Elogio de la mandarina

Si la naranja se pasea de la sala al comedor, la mandarina está en un rincón, regañada, menospreciada y sola. ¿Una cenicienta de los cítricos?.
 
Existe un desprecio, un prejuicio social, una necedad cultural para con la pobre mandarina. Y aquí vamos a reivindicarla. A ponderarla hasta exprimir los esquemas culturales que la relegan. A colocarla en el pedestal de los cítricos, adonde pertenece por derecho propio.
 
El perfume de la mandarina es persistente y a mucha gente parece molestarle aquello. Lo cual no deja de ser extraño, ya que es uno de los aromas más apreciados en todo el mundo. Basta ver lo que sucede en lugares como Andalucía y el papel que juega (y jugó) en esa sociedad, la flor del azahar. O indagar en la cultura China, milenaria, pero donde son una constante los cítricos y la mandarina es la Emperatriz (o la Revolución, como prefieran) de las frutas.
 
El aroma de los cítricos se utiliza como esencia en la industria; en la industria de los alimentos, pero también en la de los productos de limpieza y por supuesto en la industria de los perfumes. Los olores frescos y dulces de los cítricos son muy aceptados por los seres humanos, sin embargo, en nuestra región rioplatense, al menos en Buenos Aires, existe un claro rechazo.
 
Pero, entonces, ¿de dónde proviene ese rechazo? Elaboremos hipótesis al respecto. Si bien no hemos hecho un trabajo sociológico o etnográfico acerca del tema, bien podemos, asumiendo que exista verdaderamente ese rechazo, intentar explicarlo. Las hipótesis, al menos en el contexto del descubrimiento, son gratuitas.
 
Sospechamos que el abierto desprecio por la mandarina viene dado por su condición de “fruta de pobre”. Objetivamente la mandarina ha sido históricamente una de las frutas más baratas, al menos en nuestro país, que por cierto se encuentra entre los primeros 10 productores del fruto del mundo. Las encuestas de gastos muestran que su consumo está presente en todos los estratos, aunque con un pequeño sesgo hacia los sectores más empobrecidos.

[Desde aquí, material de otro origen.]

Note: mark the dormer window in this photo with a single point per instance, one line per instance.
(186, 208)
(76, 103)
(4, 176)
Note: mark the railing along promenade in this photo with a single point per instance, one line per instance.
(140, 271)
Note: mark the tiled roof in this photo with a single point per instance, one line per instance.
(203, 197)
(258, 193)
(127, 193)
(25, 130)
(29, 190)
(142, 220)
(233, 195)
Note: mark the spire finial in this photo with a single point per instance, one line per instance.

Su persistente aroma, sumado a su condición de trazador de un sector social, fue suficiente para que un sector de la sociedad argentina, las mirara con recelo.
 
Y si algo pudimos aprender de la antropología alimentaria, es que bastan sanciones culturales contra un alimento (aunque no tengan bases ni nutricionales ni médicas ni biológicas) para que ese alimento se convierta en tabú o se le asignen a quienes los comen, atributos no deseables. Es la manifestación alimentaria de lo que Frazer denominó “magia contagiosa” o “magia contaminante”. Y es que, aunque nos cueste reconocerlo, el pensamiento mágico aún adorna muchas de nuestras acciones.
 
Hoy pensamos en niños pobres comiendo mandarinas y no podemos dejar de pensar en una sociedad de la abundancia (al menos de abundancia alimentaria). Una sociedad donde al menos en la comida, el patrón estaba unificado. Donde la golosina del pobre era la mandarina y no el alfajor lleno de azúcares, grasas y soja. Donde aún la industria alimentaria no se había apropiado de nuestra conducta cotidiana.
 
El mundo no está para prejuicios y perderse a la deliciosa mandarina por un acto involuntario (porque estoy seguro que quienes aplican el rechazo jamás se pusieron a pensar en él en forma profunda), es casi una reverenda estupidez. Además de deliciosa, la mandarina es fuente de vitaminas C, de vitaminas B, de fibras, de vitaminas A y antioxidantes; en fin de muchos de los compuestos necesarios para nuestra supervivencia, para acceder, en forma relativamente barata, a una alimentación saludable.